教授たちが杖を片手にピッチの入り口に集まってきた。しかし彼らが呪文を唱える前に、上空を飛んでいたハリー・ポッターが先手を打った。ローブの中から杖を取り出し、黒い影に向けた。唱えた呪文はフィニアスの耳には届かなったが、白いもやが杖の先から噴き出した。その真珠のような輝きをフィニアスが目にするのは初めてだった。しかし形こそ成してないものの、優雅にひらめくそれが守護霊であることは間違いなかった。遠くにいてもなお感じる暖かな脈動は、吸魂鬼に唯一対抗しうる手段であることを十分に納得させるものだった。

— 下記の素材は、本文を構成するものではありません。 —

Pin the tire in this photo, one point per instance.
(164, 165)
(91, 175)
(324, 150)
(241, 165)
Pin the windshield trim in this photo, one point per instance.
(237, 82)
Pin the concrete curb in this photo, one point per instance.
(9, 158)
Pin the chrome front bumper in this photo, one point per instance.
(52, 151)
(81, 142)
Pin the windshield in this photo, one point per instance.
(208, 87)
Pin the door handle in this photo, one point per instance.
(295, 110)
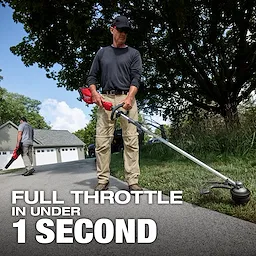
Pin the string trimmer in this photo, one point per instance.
(239, 193)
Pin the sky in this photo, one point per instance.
(59, 107)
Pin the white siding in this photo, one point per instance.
(46, 156)
(68, 154)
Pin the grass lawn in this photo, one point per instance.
(165, 170)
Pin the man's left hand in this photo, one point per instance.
(127, 103)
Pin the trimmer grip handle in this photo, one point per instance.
(107, 105)
(114, 109)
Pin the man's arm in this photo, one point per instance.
(19, 136)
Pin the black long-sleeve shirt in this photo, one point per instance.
(118, 68)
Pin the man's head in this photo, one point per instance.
(23, 119)
(119, 28)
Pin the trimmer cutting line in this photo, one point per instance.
(239, 193)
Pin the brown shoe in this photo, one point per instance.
(101, 187)
(135, 187)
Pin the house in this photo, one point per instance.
(50, 146)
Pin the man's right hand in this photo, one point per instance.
(96, 97)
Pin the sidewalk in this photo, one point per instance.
(181, 229)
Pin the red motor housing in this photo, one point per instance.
(86, 96)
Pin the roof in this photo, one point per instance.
(51, 138)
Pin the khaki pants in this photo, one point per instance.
(27, 156)
(104, 136)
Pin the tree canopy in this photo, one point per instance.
(13, 106)
(198, 54)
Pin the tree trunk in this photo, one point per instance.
(230, 113)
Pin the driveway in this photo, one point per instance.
(166, 229)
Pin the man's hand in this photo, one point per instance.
(128, 102)
(96, 97)
(130, 97)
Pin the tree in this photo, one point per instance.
(195, 53)
(13, 106)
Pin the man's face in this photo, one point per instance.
(119, 35)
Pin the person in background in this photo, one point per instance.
(119, 67)
(25, 139)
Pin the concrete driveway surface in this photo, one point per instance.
(62, 222)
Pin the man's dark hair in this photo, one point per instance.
(23, 119)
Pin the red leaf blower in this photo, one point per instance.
(17, 151)
(86, 96)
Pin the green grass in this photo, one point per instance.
(165, 170)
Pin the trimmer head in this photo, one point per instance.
(239, 193)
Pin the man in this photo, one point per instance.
(119, 67)
(25, 138)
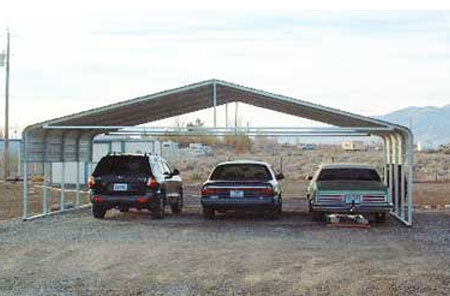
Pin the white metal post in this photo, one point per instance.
(395, 154)
(45, 189)
(63, 174)
(77, 186)
(25, 189)
(235, 114)
(226, 115)
(63, 184)
(410, 175)
(402, 175)
(384, 160)
(215, 103)
(389, 166)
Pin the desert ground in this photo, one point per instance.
(235, 254)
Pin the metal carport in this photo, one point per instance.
(70, 138)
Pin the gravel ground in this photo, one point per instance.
(236, 254)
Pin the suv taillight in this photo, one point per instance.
(152, 183)
(208, 191)
(91, 182)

ピッチの風が動いた。薄れつつある守護霊のもやの向こうで、杖を手にしたままのハリー・ポッターがスニッチを今まさにつかもうとしていた。あっという間の顛末に、ほとんどの観客は自分たちの見ていることが理解できていない様子だった。試合終了のホイッスルが鳴り響いて初めて、歓喜と落胆の波が競技場に押し寄せた。
「大丈夫ですか、ペティボーンさん」
うるさいほどの歓声の渦の中で、ポッターとファイアボルトが見せた興奮と守護霊の残した余韻との間でぼんやりとしていたフィニアスの腕をディゴリーの手がそっとつかんだ。庭園で吸魂鬼に遭遇した時にフィニアスが気を失ったことを思い出して心配してくれているのだろう。ハッとして思わず見つめたディゴリーの静かにきらめくあたたかい瞳の灰色が、守護霊の色によく似ていることに気づいた。
「ああ、大丈夫だよ。不思議とね」
「ならよかったです――あっ」
ディゴリーの視線の先は、ピッチの隅に向いていた。そこでもみくちゃになっていたのは、吸魂鬼の扮装をした数人の生徒だった。どうやらスリザリンの生徒らしい。大方ハリー・ポッターを脅かしてプレーを妨害してやるつもりだったのだろう。吸魂鬼は偽物だったのだから、何も感じないのは当たり前だったのだ。種が明かされてみたらなんてことはない笑い話だった。まだ黒いマントが絡まってじたばたもがいている吸魂鬼もどきたちは怒り心頭のマクゴナガルに雷を落とされている。
その滑稽な様子を見ていたディゴリーが忍び笑いを漏らした。たしなめようとしたフィニアスも我慢できずに噴き出してしまった。結局ピッチから戻ってきたルーピンが怪訝な顔をして止めるまで、二人してひとしきり笑い続けたのだった。